Regardless of sexual violence, farmworkers struggle to find affordable, habitable and safe housing. When farmworkers live in employer-controlled housing, federal and state law provides for the minimal requirements that an employer must abide by when providing housing; however, these laws are frequently violated. When housing is not provided by the employer, low wages and temporary work leave farmworkers with limited options. Frequently, what they can afford is in substandard condition such as housing with leaky plumbing, lack of hot water, inoperable power, missing window screens, broken windows, and/or no locks on doors or windows. This is not only potentially unhealthy, but it is also unsafe for victims of sexual violence. As described previously, farmworkers may share living space with many others—some of whom they may not know— to either save money or simply afford housing. High density living situations put a strain on the housing and its condition, for instance, when there are 20 people in three rooms and one bathroom meant for a family of four. These cohabitation situations also increase farmworkers’ vulnerability to sexual violence.

Farmworkers are often faced with unsafe and unhealthy living conditions regardless of whether they seek public, private or employerowned housing. However, if farmworkers live in housing that is owned and controlled by the employer, there is an additional concern that the perpetrator—if a coworker or supervisor—may also have access to victims’ residences. If possible, create a safety plan with farmworker clients that includes support from other co-workers residing at the same location. When working with farmworker victims, ask if they want to remain in their current housing or if new housing needs to be located. Keep in mind that this decision may impact other family members who may also need to be relocated with them, as well as new school enrollment for the children.

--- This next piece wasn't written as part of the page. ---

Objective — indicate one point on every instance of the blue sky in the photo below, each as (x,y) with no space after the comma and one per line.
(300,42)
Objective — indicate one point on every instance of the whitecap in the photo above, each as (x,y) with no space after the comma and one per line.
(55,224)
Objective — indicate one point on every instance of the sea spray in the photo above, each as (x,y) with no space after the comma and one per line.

Consider the following issues as you think about whether the current housing or another option is safe and appropriate:

  • Does the victim have a copy of the current lease? Is it in a language the victim understands?
  • Is it necessary to provide a copy of the protection order—if one exists—to the landlord in order to seek relief? If so, does the victim have a copy of the protection order?
  • Does the perpetrator also live in the labor camp/housing complex?
  • Does the perpetrator have access to the labor camp or other housing?
  • Is current housing affordable?
  • Is it appropriate for children or a family?
  • Are unrelated men and women living together?
  • Can the housing be temporary, e.g. no oneyear lease requirement?
  • Is there safe transportation available to work and shopping?
  • Are there adequate locks, window bars, motion lighting and other security measures?
  • Is it close to work? Would it better to be farther from work?
  • Is the victim eligible for subsidized housing?

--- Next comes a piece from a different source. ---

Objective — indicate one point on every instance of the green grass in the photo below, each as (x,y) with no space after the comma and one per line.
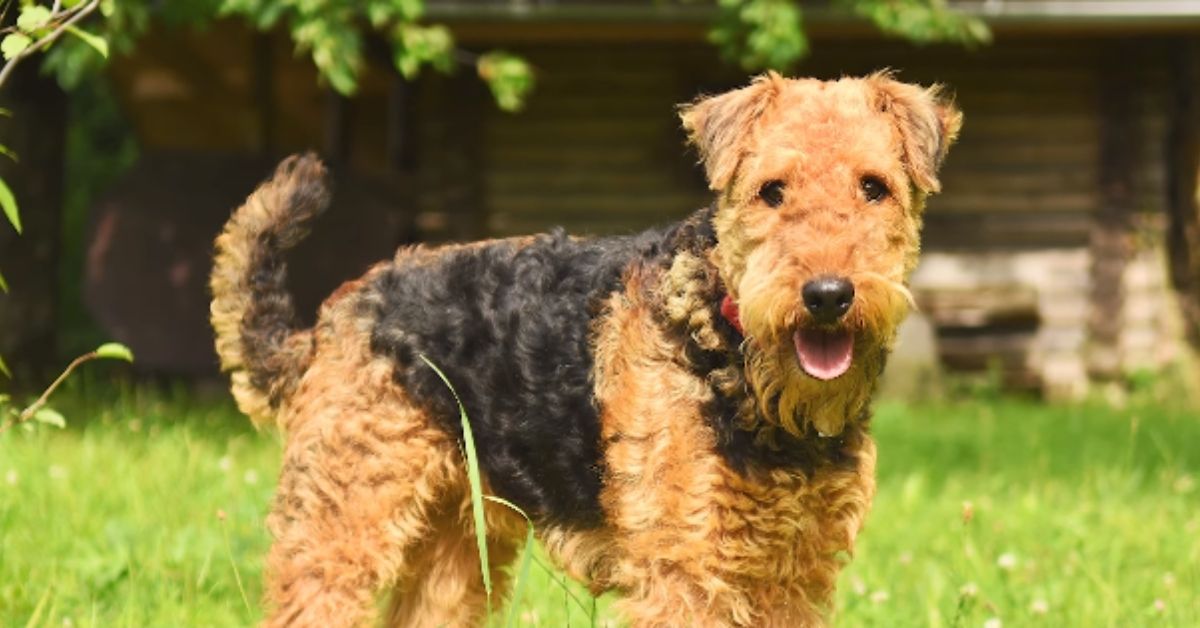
(1083,515)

In order to assist victims, you may need to review a copy of the current lease—if one exists—or advocate with the landlord. Be aware that victims may not have much information about the lease or know where to obtain that information if housing is shared with many unrelated persons. Additionally, victims may also be reluctant to ask the landlord for help out of a fear of retaliation such as eviction or a report to immigration authorities. As a result, you may want to work with an attorney experienced in housing law who can counsel victims about their rights in response to unlawful retaliation. Because of language and cultural barriers, landlords and tenants may have little communication; landlords may not be willing to assist victims with housing issues. You can play a key advocacy role in these situations.

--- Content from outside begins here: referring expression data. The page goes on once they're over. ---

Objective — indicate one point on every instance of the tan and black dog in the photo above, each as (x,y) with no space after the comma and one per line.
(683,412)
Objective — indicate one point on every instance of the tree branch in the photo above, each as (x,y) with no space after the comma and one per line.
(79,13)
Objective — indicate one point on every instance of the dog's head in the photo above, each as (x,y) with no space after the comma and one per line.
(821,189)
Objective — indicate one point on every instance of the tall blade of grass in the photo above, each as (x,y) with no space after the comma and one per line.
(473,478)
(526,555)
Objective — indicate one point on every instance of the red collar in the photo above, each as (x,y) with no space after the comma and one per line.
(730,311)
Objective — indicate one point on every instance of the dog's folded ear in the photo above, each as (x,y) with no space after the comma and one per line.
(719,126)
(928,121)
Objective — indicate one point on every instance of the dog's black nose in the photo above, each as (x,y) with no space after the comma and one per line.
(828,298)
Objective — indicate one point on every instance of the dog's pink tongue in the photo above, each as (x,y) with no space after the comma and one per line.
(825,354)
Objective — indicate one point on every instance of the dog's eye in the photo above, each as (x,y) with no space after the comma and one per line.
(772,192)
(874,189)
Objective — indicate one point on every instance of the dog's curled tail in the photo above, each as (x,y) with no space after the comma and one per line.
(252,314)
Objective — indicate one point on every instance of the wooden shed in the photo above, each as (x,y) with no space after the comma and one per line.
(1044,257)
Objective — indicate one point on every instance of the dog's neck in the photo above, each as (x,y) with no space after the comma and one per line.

There may be a number of legal issues that arise related to farmworker victims’ housing. If victims encounter and report to you any of the following incidents, make a referral to an attorney who understands housing law:

  • The perpetrator is the landlord, building manager or owner;
  • The perpetrator is another tenant and the victim can show that landlord knew or should have known about the ongoing harassment/violence and did nothing to prevent it;
  • The landlord is made aware of unsafe conditions in the home (e.g. doors and windows that do not properly lock, building entry system that does not function properly) and the victim is again assaulted;
  • The landlord initiates eviction for criminal activity occurring in the home even though the farmworker was the victim of the criminal activity;
  • The landlord will not accommodate an early termination of the lease; or
  • The lease is not in a language the victim understands.


  • What housing resources and referrals do I have in place to assist farmworker victims of sexual violence with housing issues?
  • What trainings are available to my organization regarding public and subsidized housing and what options are available to farmworker victims?
  • Which local attorneys accept referrals if farmworker victims express housing concerns?
  • Which federal and state agencies are responsible for accepting and investigating housing complaints?